Chapter 2

23 0 0
                                        

When the police arrived I explained situation. I went to therapy and my family acted like they cared. They didn't. No one cares about a woman's anguish. If anything its just an inconvience. I appeared infront of a stern judge. He let me off with justifiable homocide. My life was never the same.

I was a figure head for women's rights. I went to feminist rallys and I told my bloodstained tale of torment and triumph.  They acted like I was some kind of goddess for killing a rapist. Perhaps a victim victorious is something of a great success; however, I felt used. I felt betrayed and disgusted like an old rag.

All the comments I recieved on social media. A network of raped women contacted me about my heroism. I was no hero just a ruthless killer with a cause. A just cause some might say but I was still a killer.

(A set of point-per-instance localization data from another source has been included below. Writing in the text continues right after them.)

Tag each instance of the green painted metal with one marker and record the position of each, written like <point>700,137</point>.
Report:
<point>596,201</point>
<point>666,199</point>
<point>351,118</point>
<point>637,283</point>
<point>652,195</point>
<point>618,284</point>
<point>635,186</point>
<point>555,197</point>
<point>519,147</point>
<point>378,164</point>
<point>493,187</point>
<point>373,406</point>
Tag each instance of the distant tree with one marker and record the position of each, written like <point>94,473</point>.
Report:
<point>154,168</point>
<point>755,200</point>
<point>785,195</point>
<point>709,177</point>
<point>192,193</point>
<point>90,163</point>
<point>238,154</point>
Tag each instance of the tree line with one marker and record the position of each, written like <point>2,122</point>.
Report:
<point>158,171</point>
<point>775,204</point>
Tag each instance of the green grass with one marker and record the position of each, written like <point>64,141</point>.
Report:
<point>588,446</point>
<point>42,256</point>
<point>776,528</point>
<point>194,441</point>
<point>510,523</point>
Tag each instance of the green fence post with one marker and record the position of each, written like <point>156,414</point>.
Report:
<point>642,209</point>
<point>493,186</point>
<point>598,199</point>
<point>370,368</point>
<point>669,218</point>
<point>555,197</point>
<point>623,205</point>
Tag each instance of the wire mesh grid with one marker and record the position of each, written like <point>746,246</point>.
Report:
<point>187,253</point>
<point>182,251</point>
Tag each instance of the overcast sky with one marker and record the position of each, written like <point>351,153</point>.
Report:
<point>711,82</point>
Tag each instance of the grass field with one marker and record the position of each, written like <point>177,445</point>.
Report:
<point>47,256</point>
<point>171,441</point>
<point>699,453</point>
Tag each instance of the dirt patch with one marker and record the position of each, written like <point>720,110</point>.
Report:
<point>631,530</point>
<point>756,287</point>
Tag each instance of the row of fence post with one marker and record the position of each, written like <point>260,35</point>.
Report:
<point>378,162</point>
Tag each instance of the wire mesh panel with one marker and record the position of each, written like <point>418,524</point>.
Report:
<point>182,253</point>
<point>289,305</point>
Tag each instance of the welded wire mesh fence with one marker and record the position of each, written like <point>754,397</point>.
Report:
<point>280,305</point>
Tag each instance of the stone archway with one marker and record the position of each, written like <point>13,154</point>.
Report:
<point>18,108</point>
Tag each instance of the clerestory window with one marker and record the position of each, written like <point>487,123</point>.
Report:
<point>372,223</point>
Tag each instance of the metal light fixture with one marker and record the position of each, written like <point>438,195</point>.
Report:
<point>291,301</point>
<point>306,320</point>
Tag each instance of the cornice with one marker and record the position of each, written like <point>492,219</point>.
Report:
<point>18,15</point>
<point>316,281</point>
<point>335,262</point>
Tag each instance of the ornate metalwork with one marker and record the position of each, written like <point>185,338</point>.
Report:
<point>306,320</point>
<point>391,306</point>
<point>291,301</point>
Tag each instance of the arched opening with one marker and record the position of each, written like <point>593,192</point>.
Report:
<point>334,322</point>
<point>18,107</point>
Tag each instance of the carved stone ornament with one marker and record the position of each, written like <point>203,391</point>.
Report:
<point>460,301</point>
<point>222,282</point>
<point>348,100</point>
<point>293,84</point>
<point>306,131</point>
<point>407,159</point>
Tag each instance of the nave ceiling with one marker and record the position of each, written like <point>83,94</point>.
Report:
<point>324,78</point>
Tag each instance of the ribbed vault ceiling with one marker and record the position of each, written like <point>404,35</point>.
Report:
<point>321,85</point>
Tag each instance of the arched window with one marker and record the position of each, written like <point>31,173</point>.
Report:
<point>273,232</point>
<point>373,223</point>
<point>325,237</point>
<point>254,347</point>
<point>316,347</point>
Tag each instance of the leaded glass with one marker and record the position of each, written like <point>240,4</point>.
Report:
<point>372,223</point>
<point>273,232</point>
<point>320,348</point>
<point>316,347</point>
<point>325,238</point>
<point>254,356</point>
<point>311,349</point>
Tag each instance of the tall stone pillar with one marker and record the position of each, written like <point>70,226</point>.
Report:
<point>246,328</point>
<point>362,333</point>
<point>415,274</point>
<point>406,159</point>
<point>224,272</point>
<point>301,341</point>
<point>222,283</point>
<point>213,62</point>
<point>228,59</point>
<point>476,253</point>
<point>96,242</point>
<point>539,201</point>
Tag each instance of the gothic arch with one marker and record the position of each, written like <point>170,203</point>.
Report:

I dreamed of the man dying beneath my feet. I woke up laughing but my pleasure became tears. I felt simultaneous joy and despair. I was loosing my mind. I had become my darkest urges.

A year passed by and I faded into the limelight. I was fine that. I didn't need their approval anyway. I felt myself go numb so long ago. I had no friends and I had disconnected from my family. No one cared for me at all.

I was lost in a world of robotic sheep. People living online lies to premote the perfect life. When deep down they were just as mean as me. Dead men and women walking around in a graveyard society. No one laughs or talks they just stare into their cells. They're controlled and docile just the way the goverment wanted them.

Everything was just a click away. Adult infants with technological pacifiers. They didnt even feel emotions. They just shopped for boyfriends and shoes online. Selling themselves to a virtual world of materialistic comparison.

There he stood a six foot bag of excrement. I had researched him online. He was a convicted sex offender. A 20 miles drive and some stalking had paid off. I stalked him while he stalked them.

He was watching a young boy play outside his house. The jubilant little creature played with toy trucks in the mud. He played with himself in his pocket. I felt rage burn up my spinal cord and radiate through my face. He slowly approached his prey, and so did I.

His parents were no where in sight. They were probably too busy worshipping television or each other. I approached dressed in all jet black with an itchy ski mask drapped over my stone face. My eyes glared into him like the setting sun. He grabbed the child by his tiny wrist.

"Stop you're hurting me!" He screamed with horror liquifying in his eyes.

I burried an small hatchet into his head. He slammed the ground with thud. I yanked the bloody hatchet from his split head. Pulverized brains oozed from his cracked skull. The child stared up at me in amazement. I sprinted to my vechiles several blocks away.

I drove home in silence as sirens wailed. I yanked the ski mask and gloves off. No one ever suspects a woman of murder anyway. Its more of a guy thing which I used to my advantage. When I got home I showered.

I burned my clothes in the fireplace. I stood there naked beside those flames. I watched the clothes char black. I saw him. The little boy's face burning like hate. His tiny eyes filled with tears. I fell to my knees crying like a baby. I was his savior. I was his only hope so that he didn't turn out like me or him.